Sapevamo tutto questo. Ma oggi sappiamo di più, e a raccontarlo – a mostrarlo – è Michele Riondino con l’esordio alla regia di un film (Palazzina Laf) sorprendente per bellezza e verità. Il mio lavoro sull’inferno dell’Ilva “è scomodo – dice il regista – anche per una certa sinistra”. È proprio così.

Cosa hanno fatto, davvero, la sinistra e il sindacato per l’acciaieria di Taranto? L’Ilva è un killer, dice una scritta nel film. Ai veleni s’aggiunse la tortura psicologica degli operai (i ribelli, quelli che non piacevano alla proprietà) mobbizzati e confinati in un “edificio manicomio” (la Palazzina Laf), dove per punizione erano condannati a restare inattivi, privi di mansione, senza stimoli, in una noia assoluta opprimente e alienante.

Il film, ambientato nel 1997, ha come filo conduttore la storia di Caterino Lamanna (un operaio). La sua masseria è caduta in disgrazia per la vicinanza alle polveri dell’acciaieria, e sogna con la fidanzata di trasferirsi in città. Caterino – arrogante e viscido – si lascia strumentalizzare e viene utilizzato dal dirigente come spia (“fatti un giro e dimmi quello che succede”), per scovare i lavoratori di cui vuole liberarsi. Come? Facendoli crollare psicologicamente, spingendoli a licenziarsi. Caterino pedina i colleghi alla ricerca di motivazioni per denunciarli. Poi chiede, perché non ne comprende il degrado, di essere collocato nella Palazzina Laf…

Mi fermo qui, perché il film va visto, non raccontato. Ma quanto detto basta per capire che Riondino riporta finalmente il cinema dentro la realtà e, con gli strumenti dell’arte, la svela nella sua drammaticità. Intervistato dall’Espresso, racconta la violenza del tempo sospeso nel reparto speciale: “Prima che si sapesse cosa fosse, gli operai come mio padre, mio zio… me ne parlavano come di un paradiso. Non avevano gli strumenti per capire il disagio di vivere dove era vietato fare qualsiasi cosa che non fosse aspettare… Una tortura a tutti gli effetti, eppure è il tempo sospeso che la classe operaia vive ancora oggi: ci sono oltre quattromila lavoratori dell’Acciaieria in cassa integrazione, è una sorta di nuova Palazzina Laf, costretti anche loro a non poter far nulla.”

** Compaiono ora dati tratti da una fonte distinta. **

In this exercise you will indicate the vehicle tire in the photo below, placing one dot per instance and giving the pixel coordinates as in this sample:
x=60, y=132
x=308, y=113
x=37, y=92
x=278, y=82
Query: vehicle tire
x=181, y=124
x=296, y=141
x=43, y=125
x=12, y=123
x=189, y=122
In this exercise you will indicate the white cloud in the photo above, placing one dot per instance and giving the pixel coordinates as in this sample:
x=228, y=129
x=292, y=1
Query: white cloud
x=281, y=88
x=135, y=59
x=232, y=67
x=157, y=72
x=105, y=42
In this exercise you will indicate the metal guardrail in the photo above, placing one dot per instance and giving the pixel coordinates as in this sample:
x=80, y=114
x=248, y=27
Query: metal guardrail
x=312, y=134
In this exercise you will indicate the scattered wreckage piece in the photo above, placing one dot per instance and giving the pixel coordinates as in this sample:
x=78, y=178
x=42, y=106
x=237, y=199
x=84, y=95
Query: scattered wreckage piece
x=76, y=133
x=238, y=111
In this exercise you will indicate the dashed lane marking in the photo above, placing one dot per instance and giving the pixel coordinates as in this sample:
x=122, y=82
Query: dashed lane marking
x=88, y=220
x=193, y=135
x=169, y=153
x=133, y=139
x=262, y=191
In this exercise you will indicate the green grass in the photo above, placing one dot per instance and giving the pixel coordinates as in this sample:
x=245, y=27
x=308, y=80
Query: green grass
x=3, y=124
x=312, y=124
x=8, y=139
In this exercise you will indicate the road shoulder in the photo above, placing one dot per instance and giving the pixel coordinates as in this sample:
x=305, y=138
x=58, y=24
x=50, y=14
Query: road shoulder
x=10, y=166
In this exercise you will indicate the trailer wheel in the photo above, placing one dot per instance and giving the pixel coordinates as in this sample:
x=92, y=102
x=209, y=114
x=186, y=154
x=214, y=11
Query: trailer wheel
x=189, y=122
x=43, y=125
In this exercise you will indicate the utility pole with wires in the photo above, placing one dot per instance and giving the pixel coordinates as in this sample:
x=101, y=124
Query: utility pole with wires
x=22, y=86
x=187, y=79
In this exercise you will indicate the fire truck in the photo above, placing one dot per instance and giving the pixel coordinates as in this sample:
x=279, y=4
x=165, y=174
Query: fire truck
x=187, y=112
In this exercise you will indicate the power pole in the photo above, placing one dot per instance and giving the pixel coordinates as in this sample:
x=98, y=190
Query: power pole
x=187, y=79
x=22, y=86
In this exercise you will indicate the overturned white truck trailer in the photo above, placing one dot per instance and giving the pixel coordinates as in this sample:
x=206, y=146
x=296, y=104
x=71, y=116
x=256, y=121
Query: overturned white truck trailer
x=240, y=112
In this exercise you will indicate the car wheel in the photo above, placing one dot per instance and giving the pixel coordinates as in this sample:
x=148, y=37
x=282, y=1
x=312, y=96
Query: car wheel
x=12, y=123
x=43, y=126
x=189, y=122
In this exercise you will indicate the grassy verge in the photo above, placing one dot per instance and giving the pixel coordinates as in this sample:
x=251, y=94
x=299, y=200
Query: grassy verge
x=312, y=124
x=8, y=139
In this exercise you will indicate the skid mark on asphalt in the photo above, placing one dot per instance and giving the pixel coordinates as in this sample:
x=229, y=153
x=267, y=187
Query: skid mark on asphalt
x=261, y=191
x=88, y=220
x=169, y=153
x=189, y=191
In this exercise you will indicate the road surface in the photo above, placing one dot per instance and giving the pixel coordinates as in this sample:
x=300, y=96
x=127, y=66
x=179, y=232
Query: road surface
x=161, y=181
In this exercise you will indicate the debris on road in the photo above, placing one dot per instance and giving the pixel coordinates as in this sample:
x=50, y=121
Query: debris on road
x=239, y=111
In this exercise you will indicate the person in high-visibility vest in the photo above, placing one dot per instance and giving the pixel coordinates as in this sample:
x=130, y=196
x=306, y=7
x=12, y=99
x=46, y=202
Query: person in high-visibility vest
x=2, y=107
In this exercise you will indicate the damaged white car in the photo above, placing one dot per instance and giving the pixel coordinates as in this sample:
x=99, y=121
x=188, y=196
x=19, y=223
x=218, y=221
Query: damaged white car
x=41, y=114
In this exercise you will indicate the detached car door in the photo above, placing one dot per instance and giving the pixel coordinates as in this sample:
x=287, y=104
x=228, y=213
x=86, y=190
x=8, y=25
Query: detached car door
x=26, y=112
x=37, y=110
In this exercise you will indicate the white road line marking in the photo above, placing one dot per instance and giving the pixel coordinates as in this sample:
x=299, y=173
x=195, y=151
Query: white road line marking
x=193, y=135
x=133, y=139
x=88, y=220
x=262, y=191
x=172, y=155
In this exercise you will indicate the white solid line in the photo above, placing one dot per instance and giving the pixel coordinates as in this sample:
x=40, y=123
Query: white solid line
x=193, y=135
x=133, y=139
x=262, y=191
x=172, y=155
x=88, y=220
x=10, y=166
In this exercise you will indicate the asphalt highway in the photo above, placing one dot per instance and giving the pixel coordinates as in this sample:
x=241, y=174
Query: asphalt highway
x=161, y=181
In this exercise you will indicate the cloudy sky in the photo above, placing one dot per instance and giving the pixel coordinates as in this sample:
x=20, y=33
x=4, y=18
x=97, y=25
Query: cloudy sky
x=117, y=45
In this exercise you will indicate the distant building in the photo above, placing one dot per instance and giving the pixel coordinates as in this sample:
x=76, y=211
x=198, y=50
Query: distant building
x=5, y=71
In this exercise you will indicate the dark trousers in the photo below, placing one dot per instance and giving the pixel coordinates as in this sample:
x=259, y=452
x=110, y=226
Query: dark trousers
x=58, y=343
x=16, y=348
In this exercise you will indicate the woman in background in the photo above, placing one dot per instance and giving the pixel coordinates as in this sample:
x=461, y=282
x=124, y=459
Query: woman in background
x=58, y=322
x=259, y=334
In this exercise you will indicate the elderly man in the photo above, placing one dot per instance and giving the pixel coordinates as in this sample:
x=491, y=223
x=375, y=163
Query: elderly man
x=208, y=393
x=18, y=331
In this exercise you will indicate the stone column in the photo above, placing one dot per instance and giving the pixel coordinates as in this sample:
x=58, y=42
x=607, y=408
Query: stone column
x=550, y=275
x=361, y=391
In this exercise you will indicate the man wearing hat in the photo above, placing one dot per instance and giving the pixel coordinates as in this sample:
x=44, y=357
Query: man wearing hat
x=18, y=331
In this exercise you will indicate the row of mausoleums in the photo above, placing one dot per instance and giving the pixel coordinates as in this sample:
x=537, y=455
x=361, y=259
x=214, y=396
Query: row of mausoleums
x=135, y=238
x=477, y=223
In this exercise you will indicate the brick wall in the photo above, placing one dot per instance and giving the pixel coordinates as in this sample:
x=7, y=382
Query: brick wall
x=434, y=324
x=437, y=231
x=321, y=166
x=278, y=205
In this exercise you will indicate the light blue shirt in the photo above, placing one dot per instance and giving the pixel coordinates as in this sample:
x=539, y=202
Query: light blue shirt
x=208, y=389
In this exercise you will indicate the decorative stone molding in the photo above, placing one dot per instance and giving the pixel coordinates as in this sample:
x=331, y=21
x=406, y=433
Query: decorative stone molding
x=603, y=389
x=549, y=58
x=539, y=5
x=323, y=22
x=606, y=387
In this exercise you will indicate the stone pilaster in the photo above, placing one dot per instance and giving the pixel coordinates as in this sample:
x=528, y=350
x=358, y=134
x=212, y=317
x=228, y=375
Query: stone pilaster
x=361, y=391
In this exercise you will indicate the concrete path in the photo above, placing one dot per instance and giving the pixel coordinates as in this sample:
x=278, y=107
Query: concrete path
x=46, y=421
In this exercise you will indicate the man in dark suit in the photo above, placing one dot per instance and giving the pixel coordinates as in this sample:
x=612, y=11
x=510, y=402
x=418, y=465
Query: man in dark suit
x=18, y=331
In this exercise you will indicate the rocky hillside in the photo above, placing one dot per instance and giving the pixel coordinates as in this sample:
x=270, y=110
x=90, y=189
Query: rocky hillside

Qual è l’aspetto più radicale del film? Questo: non mostra solo il cinismo feroce dei padroni, ma anche le colpe dei sindacati, le responsabilità della sinistra. Cosa è stato fatto davvero per difendere i lavoratori dai veleni? Troppi sono morti. Qualcuno mi era molto vicino. Cosa è stato fatto per difendere operai e tecnici confinati nella Palazzina-inferno? La sinistra e i sindacati non sono immuni da colpe per quanto accadeva senz’essere denunciato e fermato; per quanto accade oggi, coi cassintegrati costretti a vivere il loro tempo sospeso prima d’essere licenziati. È un film denuncia, Palazzina Laf: non succede spesso. “Se ai tempi di Gian Maria Volontè ci si accapigliava per le sceneggiature facendo a gara per firmare la più scomoda – dice Riondino -, oggi manca un cinema critico, scomodo.”

Scomodo come questa pellicola sul mondo operaio e sugli abusi padronali, che mostra il primo caso di mobbing concluso nel 2006 con “la condanna del presidente dell’Ilva per violenza privata.” Ma il film non dice solo questo. C’è la critica ma anche una (implicita) proposta: Riondino mostra alla sinistra – con un’opera benedetta dall’arte – le battaglie che dovrebbe fare per riprendere davvero il suo ruolo nella società. Dice alla segretaria del Pd, per esempio, che la destra è forte (lo conferma Atreju) e non si batte con polemiche spicciole; che le fabbriche, gli operai, “le norme di sicurezza sul lavoro”, sono importanti quanto “i diritti civili”, dice che tutto va tenuto insieme. Gridato. Con una politica attenta. Vigile. Sul territorio. Accanto ai lavoratori.